Although temporally changing environments generally favor sex and recombination, the effects of spatial environmental heterogeneity have been less explored. In this article, we use a classical model of adaptation along with an environmental gradient to study the selective forces acting on reproductive mode evolution in the central and marginal parts of the distribution range of a species. The model considers a polygenic trait under stabilizing selection (the optimal trait value changing across space) and includes a demographic component imposing range limits.
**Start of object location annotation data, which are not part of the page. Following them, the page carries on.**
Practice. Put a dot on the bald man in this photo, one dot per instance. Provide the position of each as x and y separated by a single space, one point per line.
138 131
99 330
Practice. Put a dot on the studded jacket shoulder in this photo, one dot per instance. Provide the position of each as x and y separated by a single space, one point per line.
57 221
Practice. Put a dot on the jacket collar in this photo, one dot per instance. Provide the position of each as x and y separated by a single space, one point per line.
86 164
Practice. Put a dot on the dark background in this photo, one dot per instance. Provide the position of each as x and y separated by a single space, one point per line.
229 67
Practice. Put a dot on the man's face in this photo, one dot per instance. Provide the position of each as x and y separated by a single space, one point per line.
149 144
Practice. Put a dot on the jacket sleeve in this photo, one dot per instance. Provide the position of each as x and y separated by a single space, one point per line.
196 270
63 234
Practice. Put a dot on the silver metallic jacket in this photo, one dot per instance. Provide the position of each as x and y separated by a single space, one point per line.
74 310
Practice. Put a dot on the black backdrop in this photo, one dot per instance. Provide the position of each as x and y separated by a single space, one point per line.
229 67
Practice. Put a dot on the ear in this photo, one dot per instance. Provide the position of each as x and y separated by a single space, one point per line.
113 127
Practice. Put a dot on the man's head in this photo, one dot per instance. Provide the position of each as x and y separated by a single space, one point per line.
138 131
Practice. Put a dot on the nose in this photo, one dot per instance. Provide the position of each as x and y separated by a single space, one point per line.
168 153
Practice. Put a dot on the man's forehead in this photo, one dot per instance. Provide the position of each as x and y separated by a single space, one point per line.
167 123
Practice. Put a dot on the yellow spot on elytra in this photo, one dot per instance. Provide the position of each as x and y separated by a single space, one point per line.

The results show that in the central part of the range (where populations are well adapted), recombination tends to increase the mean fitness of offspring in regimes where drift is sufficiently strong (generating a benefit for sex), while it has the opposite effect when the effect of drift stays negligible. However, these effects remain weak and are easily overwhelmed by slight intrinsic fitness differences between sexuals and asexuals. In agreement with previous results, asexuality may be favored in marginal populations, as it can preserve adaptation to extreme conditions. However, a substantial advantage of asexuality is possible only in conditions maintaining a strong maladaptation of sexuals at range limits (high effective environmental gradient, weak selection at loci coding for the trait).
Keywords: Evolutionary quantitative genetics; geographic parthenogenesis; linkage disequilibrium; range margins; recombination.
© 2021 The Authors. Evolution © 2021 The Society for the Study of Evolution.